Breaking Up Is Hard to Do. What’s the spiritual lesson of ‘I’m just not that into you?’
If you’re not one of the few and immensely lucky people who hook up with their childhood sweetheart then sooner or later you are going to find yourself on one side or another of the ‘I’m just not that into you’ scenario. Perhaps you’ve been seeing someone who is perfect on paper but you just don’t feel that spark. Is there a ‘spiritual’ way to let someone know that you don’t want to take things any further? And most importantly, is there a lesson to be taken away that we can use in our search for the right person?
First we need to look at how we would like to be treated in the same situation. Most of us have been in the situation where we’ve had a few dates with someone; suddenly they don’t return our calls. They’ve become inexplicably busy with anything from work to the illness of their gerbil. All while telling us they will see us soon. Sound familiar? If you’re in this situation then before you pick up the phone to ask one of our readers if the object of your affections has been kidnapped, or is dead in a ditch, I can assure you neither scenario is the case.
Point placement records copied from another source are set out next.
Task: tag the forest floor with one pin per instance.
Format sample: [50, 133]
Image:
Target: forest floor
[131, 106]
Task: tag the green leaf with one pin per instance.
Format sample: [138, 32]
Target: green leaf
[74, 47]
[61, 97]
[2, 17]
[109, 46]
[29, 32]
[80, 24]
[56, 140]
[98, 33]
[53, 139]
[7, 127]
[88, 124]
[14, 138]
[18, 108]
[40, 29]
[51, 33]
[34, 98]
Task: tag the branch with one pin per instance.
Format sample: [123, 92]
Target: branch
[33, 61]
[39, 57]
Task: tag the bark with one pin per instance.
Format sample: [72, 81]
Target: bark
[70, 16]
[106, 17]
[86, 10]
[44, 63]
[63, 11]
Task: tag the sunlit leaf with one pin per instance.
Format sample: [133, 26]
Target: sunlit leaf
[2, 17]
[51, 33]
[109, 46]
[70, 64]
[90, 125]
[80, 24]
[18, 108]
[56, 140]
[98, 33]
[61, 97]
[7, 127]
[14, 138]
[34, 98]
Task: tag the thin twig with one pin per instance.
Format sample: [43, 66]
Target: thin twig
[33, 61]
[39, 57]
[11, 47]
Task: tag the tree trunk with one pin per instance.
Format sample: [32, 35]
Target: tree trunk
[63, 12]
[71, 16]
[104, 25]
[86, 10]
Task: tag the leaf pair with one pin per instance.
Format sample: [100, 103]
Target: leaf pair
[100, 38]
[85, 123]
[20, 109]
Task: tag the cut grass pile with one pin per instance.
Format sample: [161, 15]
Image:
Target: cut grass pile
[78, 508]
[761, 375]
They are just avoiding the ‘I’m just not that into you’ conversation. They’re hoping that you will take the hint and move on. So, given the choice would you rather have their honesty; no matter how it might hurt? Or be left dangling, wondering if they will be back in touch? When we operate with integrity and honesty we free ourselves. But, in addition, the other person can move on and meet someone else.
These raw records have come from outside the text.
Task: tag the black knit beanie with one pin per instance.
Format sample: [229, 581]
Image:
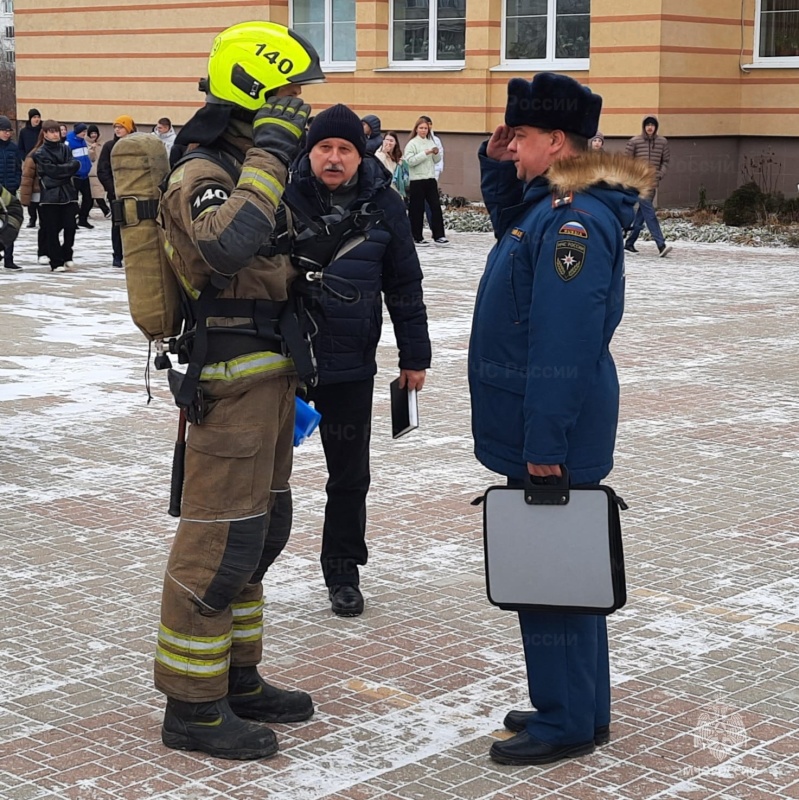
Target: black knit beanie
[337, 122]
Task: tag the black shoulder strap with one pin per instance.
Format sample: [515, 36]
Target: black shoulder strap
[209, 154]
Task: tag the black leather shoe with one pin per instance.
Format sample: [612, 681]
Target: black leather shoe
[251, 697]
[213, 728]
[516, 721]
[346, 599]
[522, 749]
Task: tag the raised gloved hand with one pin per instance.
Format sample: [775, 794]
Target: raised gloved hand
[279, 125]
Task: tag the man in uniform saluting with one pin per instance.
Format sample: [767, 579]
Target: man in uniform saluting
[543, 383]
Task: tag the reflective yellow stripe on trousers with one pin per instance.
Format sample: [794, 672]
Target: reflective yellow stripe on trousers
[244, 366]
[195, 656]
[248, 621]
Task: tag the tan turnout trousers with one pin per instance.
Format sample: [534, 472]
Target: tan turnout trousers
[211, 616]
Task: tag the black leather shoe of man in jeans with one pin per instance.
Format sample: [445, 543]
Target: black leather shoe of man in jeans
[516, 721]
[346, 599]
[522, 749]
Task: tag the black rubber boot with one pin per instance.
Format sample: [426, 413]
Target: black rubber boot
[213, 728]
[251, 697]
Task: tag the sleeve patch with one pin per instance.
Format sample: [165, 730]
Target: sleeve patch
[207, 196]
[573, 229]
[569, 259]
If you have had more than two dates with someone, they deserve at the very least, a truthful phone conversation. Not be dumped via text or email; or to see by changing your Facebook status! If you’ve been on the receiving end of discovering you are dumped via any of these methods, chances are you wouldn’t want to inflict that on anyone else in any case!
But what’s the bigger picture here? At the end of the day it doesn’t matter if you are the one telling the other party you don’t see any future in the connection. Or if you are on the other side of the conversation. The fact is when it comes to relationships and our feelings these conversations are never easy. Being dumped or even doing the dumping sucks.
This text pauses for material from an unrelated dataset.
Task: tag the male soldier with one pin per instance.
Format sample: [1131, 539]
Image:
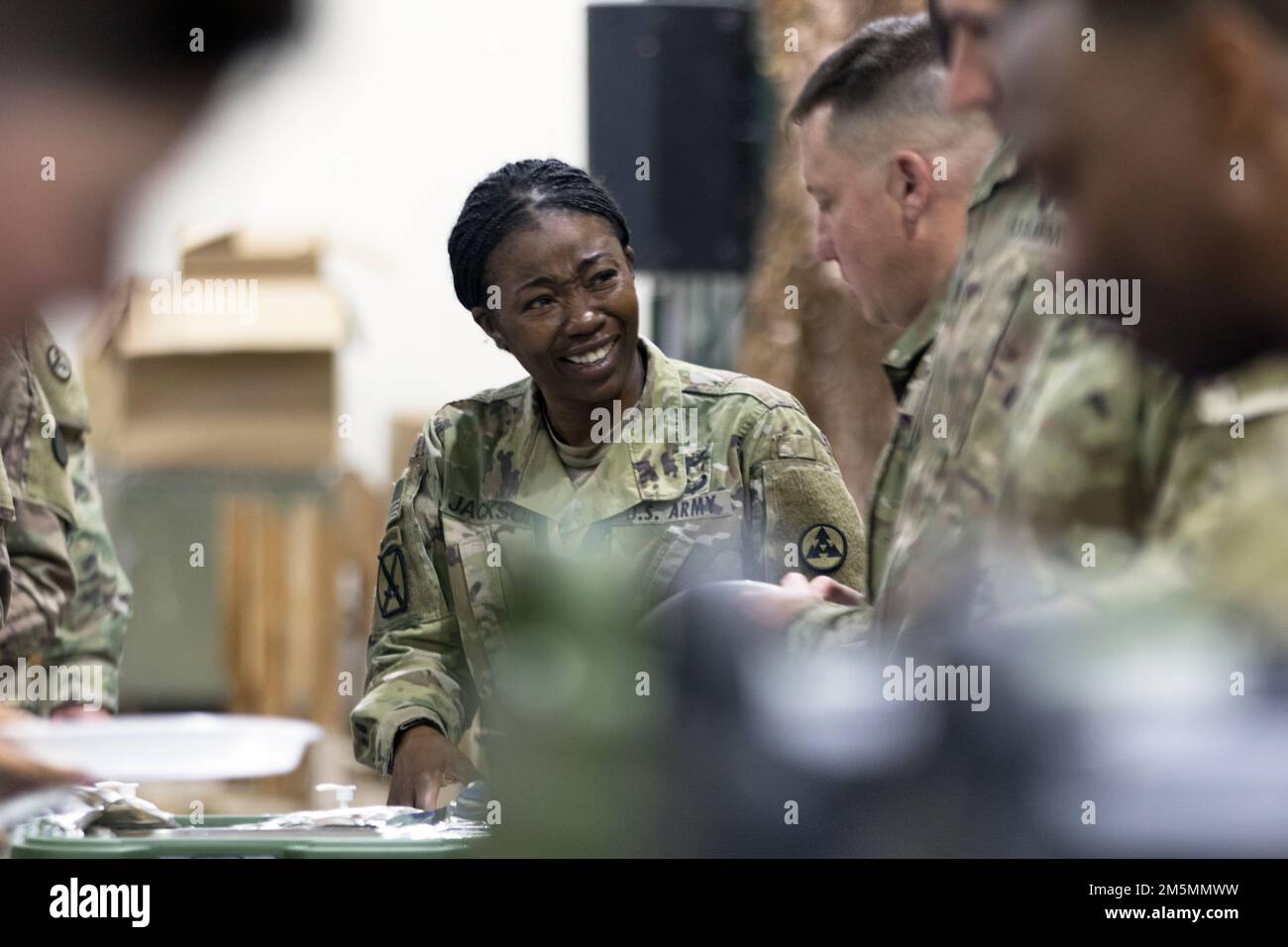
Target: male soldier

Chances are if you are doing the dumping you feel bad; which is why some people go out of their way to avoid doing it face-to-face. Despite the fact this causes more pain to both parties and hardly contributes to our soul growth! But the message or soul growth opportunity in every connection we make, even if it lasts only a couple of dates, is that it opens up both parties to a new level of insight into themselves and the kind of relationship they are looking for.
It gives us the chance to refine our communication skills and send important messages about our values and integrity when it comes to how we treat people and how we expect to be treated in return. When we look at this situation from this perspective then we can see that the ‘I’m just not that into you’ conversation brings us one step closer to finding the person we are into – and most importantly who is into us in the same way.
Time is precious
I believe we have many lifetimes and that some of the souls we encounter even fleetingly for a few dates may be those we have met before. Just because it doesn’t work this time doesn’t mean we may not hook up in another incarnation. However, this lifetime is the only one we know about. The one we are experiencing right now. Life and time is precious. If something is not working then don’t waste any part of your life – or the other person’s, by dragging things out. Put yourself and them on the path towards the right person. And if you’re the one being dumped then no matter how it may have been done, you are now free to explore new possibilities with renewed insight and purpose. After all – you can’t meet the right person if you’re distracted with the wrong one!